Sunday, March 25, 2018

Identity and civil society

Gun violence survivors. The extent and reach of this as part of the identity of millions of people in the  U.S. was on heart-wrenching full display on Saturday, March 24. Thousands of people have survived the USA's totemic mass shootings (Columbine, Aurora, Charleston, Virginia Tech, Pulse, Newtown, Las Vegas, Parkland, there are too many to list). Hundreds of thousands, probably millions of Black people and others in poor, urban communities survive daily gun violence, perpetrated by both civilians and law enforcement. People in these communities have been naming the problem, identifying as survivors, and calling out the epidemic for decades. They survive despite the pain, grief, and identity-shaping nature of the experiences. Yesterday, people from across many different communities - bound by a shared identity that none of them chose - took full hold of the attention of the rest of the country, the media, the world.

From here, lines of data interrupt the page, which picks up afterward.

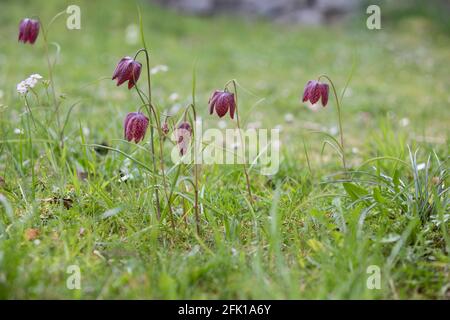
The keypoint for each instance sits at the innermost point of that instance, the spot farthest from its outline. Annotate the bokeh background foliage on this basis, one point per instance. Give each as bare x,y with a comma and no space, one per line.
306,239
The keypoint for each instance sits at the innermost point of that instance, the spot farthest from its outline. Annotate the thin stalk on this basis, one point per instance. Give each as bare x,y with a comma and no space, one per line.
338,107
196,167
29,111
247,179
52,83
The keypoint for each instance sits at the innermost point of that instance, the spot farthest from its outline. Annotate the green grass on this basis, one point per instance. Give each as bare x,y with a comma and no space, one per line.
311,234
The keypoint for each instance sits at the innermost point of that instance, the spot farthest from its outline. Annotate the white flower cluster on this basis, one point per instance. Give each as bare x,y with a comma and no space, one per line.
30,82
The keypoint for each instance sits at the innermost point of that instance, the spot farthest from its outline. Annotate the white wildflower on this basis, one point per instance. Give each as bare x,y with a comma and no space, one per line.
22,87
30,82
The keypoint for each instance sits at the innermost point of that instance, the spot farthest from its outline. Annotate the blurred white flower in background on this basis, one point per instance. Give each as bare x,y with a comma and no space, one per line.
30,82
132,34
22,87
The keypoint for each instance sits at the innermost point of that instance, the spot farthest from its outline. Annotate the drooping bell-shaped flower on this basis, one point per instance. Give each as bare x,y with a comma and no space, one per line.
183,135
135,126
314,91
221,102
165,128
28,30
129,70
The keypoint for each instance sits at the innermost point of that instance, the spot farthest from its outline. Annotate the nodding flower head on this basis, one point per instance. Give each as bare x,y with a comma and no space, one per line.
135,126
183,136
165,128
129,70
314,90
28,30
221,102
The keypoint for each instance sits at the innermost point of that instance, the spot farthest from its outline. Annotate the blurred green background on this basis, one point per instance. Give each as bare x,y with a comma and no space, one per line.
399,94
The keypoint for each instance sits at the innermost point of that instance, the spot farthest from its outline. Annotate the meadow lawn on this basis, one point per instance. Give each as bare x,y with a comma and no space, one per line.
313,230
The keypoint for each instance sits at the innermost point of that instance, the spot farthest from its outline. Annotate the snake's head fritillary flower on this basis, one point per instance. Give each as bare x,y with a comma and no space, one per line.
28,30
129,70
221,102
183,135
314,91
165,128
135,126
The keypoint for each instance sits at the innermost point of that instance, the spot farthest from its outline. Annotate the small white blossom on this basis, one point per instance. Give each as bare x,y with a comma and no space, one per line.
30,82
22,87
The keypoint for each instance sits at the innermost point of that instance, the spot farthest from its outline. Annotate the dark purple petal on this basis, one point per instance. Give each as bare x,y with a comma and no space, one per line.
34,31
232,106
134,73
314,94
125,123
212,101
22,27
135,126
127,70
221,106
307,90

Part of the NRA's success for so many years has been that gun owners identify as gun owners. It's not just something they care about, it's part of how they see themselves. This is the argument made by Hahrie Han and other scholars. When an issue becomes part of your identity, you act on it - you participate in civic life, you vote, you hold politicians accountable, you show up.

Yesterday was a full scale display of how broad and big is the group that shares this unwanted identity. The breadth and depth and multi-generational nature of people who understand themselves as gun violence survivors.

Now that we've finally heard it and seen how many we are, perhaps this shared identity will contribute to civic action of a scale and persistence to match.